You can view Penn & Teller's segment from The Search for Houdini below. This has everything that makes Penn & Teller my favorite magic act, then and now.


  1. I pretty much agree. I loved Penn and Tellers bit. In fact, it was this bit that turned me from a P&T hater to a big fan. I realized they are actually quite funny. I enjoyed the Pendragons two versions of the sub trunk, the first one is never mentioned due to the accident of the second one.
    Dean Gunnerson makes his debut as an escape artist here in the Milk Can and a sack escape.

    I remember Bill Shatner on a talk show a short time later talking about BELIEVE and he said that they were working on turning it into a play where he would be Houdini and Leondard Nimoy would play Sherlock Holmes. But it never came about to my knowledge.

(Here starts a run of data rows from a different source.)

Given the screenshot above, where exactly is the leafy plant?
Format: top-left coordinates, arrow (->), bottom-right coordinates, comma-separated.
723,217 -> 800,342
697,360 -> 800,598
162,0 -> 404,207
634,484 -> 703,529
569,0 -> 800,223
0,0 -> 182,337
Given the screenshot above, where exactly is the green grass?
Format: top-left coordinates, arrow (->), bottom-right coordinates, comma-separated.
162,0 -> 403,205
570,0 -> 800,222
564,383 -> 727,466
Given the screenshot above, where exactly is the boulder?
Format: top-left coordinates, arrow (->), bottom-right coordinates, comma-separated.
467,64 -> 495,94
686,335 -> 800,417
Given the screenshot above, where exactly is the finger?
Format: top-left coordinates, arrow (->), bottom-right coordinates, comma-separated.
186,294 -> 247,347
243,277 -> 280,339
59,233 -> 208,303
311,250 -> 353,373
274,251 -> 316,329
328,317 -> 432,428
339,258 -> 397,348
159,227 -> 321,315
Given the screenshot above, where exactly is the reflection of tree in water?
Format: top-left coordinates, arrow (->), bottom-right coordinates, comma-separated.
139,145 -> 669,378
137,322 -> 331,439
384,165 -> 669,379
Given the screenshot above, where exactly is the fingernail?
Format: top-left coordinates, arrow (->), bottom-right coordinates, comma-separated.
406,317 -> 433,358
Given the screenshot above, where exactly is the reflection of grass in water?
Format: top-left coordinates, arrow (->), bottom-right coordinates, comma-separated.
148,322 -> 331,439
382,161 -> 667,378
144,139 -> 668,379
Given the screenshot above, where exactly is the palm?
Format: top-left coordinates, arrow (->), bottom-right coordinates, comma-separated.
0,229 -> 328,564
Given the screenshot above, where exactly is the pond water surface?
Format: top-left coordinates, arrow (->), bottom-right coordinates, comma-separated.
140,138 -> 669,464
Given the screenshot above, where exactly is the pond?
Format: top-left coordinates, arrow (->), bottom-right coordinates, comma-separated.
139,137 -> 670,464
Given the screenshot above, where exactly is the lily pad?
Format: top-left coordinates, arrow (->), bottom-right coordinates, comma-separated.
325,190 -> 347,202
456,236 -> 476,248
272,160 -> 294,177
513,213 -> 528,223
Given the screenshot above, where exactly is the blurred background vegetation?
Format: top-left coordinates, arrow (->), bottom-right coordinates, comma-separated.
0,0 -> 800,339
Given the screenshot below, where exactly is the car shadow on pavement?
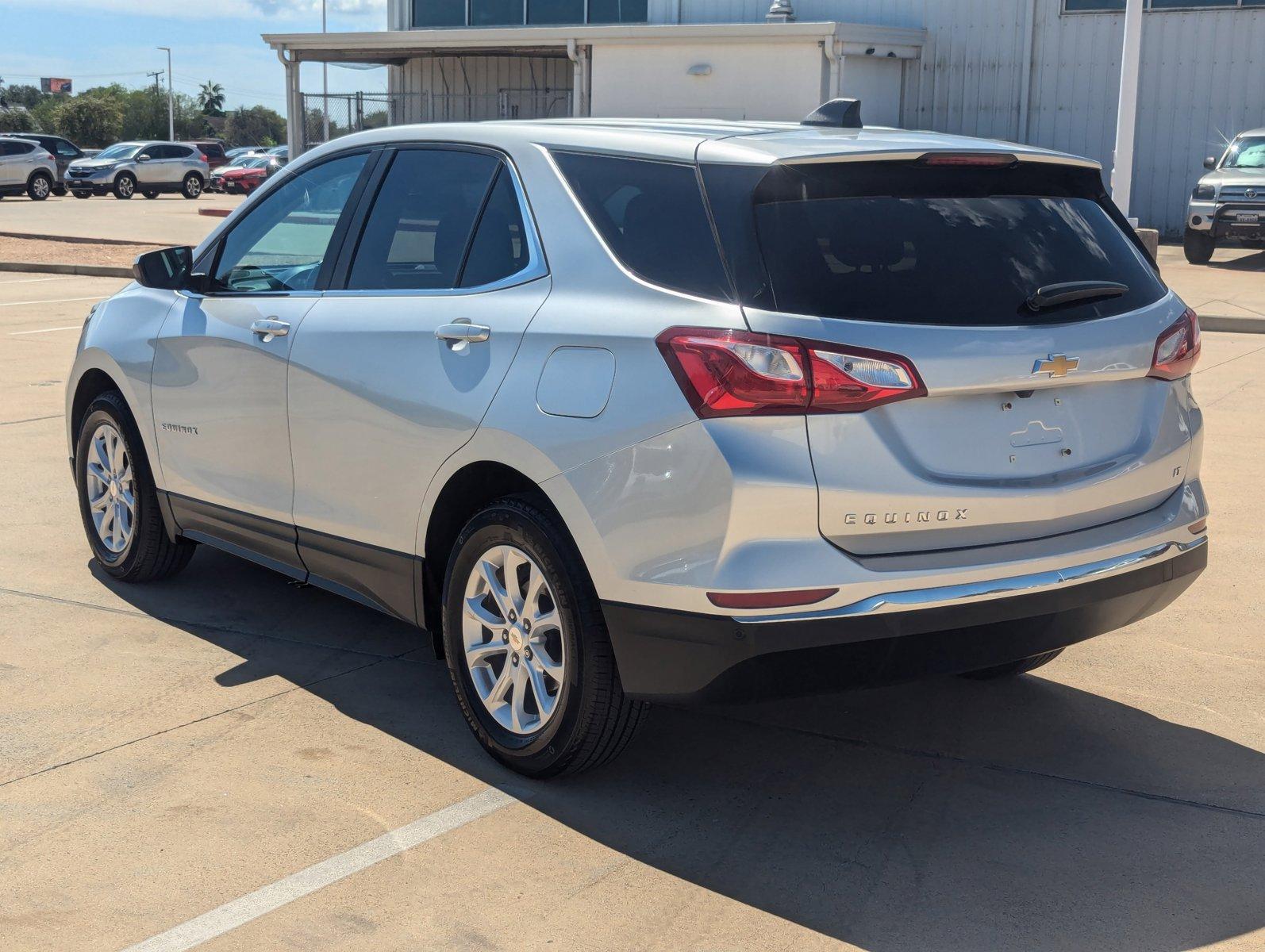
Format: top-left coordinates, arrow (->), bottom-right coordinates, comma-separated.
94,551 -> 1265,952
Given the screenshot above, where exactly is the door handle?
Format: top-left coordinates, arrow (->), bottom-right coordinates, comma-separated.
435,321 -> 492,344
251,319 -> 290,344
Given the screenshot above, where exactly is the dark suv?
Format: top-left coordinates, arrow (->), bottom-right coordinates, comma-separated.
0,132 -> 83,194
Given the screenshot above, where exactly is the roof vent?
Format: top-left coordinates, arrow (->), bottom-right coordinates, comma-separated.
799,98 -> 862,129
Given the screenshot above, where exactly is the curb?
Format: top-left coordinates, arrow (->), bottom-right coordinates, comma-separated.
0,262 -> 132,278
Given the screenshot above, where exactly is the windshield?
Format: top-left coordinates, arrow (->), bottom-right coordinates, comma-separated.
1221,136 -> 1265,168
94,141 -> 140,158
703,162 -> 1163,325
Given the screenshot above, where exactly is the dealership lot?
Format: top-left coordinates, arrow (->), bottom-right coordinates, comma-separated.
0,271 -> 1265,950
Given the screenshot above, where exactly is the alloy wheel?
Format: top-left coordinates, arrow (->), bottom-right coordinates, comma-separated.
85,424 -> 136,555
462,545 -> 567,735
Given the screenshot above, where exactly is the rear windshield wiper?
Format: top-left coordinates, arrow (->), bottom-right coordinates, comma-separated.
1026,281 -> 1129,311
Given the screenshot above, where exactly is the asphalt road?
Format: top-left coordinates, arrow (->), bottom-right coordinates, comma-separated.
7,274 -> 1265,952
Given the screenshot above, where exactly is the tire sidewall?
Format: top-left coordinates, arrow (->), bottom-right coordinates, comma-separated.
443,503 -> 586,774
75,394 -> 152,578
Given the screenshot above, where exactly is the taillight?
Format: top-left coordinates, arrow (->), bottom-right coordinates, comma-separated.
1148,307 -> 1201,381
656,328 -> 927,417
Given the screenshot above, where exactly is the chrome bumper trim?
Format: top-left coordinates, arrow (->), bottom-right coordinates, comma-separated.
741,536 -> 1208,624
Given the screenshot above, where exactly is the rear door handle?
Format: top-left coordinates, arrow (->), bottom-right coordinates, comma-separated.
435,321 -> 492,344
251,319 -> 290,344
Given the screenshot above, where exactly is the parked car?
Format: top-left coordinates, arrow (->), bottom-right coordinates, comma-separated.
0,138 -> 57,201
183,139 -> 229,170
1182,128 -> 1265,264
66,141 -> 210,198
213,155 -> 286,194
66,104 -> 1208,776
0,132 -> 83,194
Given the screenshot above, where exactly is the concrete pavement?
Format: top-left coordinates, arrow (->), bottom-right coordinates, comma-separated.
0,271 -> 1265,952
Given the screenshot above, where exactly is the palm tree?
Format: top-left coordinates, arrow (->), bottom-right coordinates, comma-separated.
198,79 -> 224,115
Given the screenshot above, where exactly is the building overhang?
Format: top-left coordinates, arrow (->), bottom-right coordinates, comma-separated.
263,21 -> 926,66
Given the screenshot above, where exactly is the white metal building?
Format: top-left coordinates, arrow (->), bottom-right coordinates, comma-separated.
264,0 -> 1265,234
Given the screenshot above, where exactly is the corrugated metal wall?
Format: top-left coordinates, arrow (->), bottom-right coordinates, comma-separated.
650,0 -> 1265,234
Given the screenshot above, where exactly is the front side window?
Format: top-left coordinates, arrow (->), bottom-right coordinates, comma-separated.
213,153 -> 367,292
554,152 -> 730,298
347,149 -> 528,291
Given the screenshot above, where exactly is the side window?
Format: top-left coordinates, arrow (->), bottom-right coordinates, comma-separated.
460,164 -> 529,287
347,149 -> 501,290
554,152 -> 731,298
213,153 -> 367,292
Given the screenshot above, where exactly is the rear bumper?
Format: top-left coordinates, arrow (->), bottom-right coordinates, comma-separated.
602,539 -> 1208,703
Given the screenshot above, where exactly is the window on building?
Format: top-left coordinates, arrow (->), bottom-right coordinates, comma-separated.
554,152 -> 730,298
413,0 -> 648,29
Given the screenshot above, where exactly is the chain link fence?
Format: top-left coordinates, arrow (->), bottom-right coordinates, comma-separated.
302,90 -> 571,149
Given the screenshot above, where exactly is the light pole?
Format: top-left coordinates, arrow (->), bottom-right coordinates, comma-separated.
320,0 -> 329,141
157,47 -> 176,141
1111,0 -> 1142,217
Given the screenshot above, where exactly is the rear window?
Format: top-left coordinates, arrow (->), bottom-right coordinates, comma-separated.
705,162 -> 1165,325
554,152 -> 731,298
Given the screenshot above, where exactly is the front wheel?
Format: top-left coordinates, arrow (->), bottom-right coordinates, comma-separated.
75,390 -> 194,582
1182,228 -> 1217,264
443,497 -> 647,777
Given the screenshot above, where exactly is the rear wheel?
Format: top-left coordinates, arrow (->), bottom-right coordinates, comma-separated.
1182,228 -> 1217,264
443,497 -> 647,777
961,647 -> 1063,681
75,390 -> 194,582
26,172 -> 53,201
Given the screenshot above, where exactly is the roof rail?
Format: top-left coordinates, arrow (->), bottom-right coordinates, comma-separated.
799,98 -> 862,129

    1. That was Dean Gunnerson's debut? Seems like Dean's been around forever but, yeah, '87, guess that could have been his debut.

      Shatner and Nimoy as Houdini and Holmes? Wow. There's a new one for my "men who almost played Houdini" blog.

  2. Regarding "The seance itself was treated seriously, at least by the table participants, as it was Sidney Radner's Official Houdini Seance for that year. Houdini failed to appear (can you blame him?)", I was there doing the special lighting effects. One such effect was lighting inlaid into the seance table with plexi glass over the top for dramatic effect on each person around the table. During rehearsals it was determined to bring the levels of the lights down from 70% full to 25%. Just perfect for that glow effect up the faces. So starts the seance. I was told that the people around the table were relatives of Houdini and seance experts. This part of the show was not scripted. (I still have Shatners script). Towards the end of the seance, one end of the plexi glass started to warp, Live on TV. This must have raised 6 inches above the table. It could not have been from the heat of the lights under. They were barely on. Producers screamed to go to commercial. The people at the table wanted to continue do to the fact there was a sign. Mr. Shatner had no choice other than to listen to the producers and go to commercial. I left the lighting board that was in the audience and dashed on stage. There was shear Chaos on the stage. The plexi was cool but it was lifted. The crew started clearing the stage and the screams from Houdini's family rang through the theater to continue the seance. That was the last anyone spoke of this. I was there and so was Harry.

    1. Wow! This I've never heard before. I'd love to do a blog post about this using your quote from above. Would that be okay? Would you like to share your name? If not, you can remain anonymous.

  3. That's an awesome story ... I don't think Harry will be coming back ... He already did in 1929.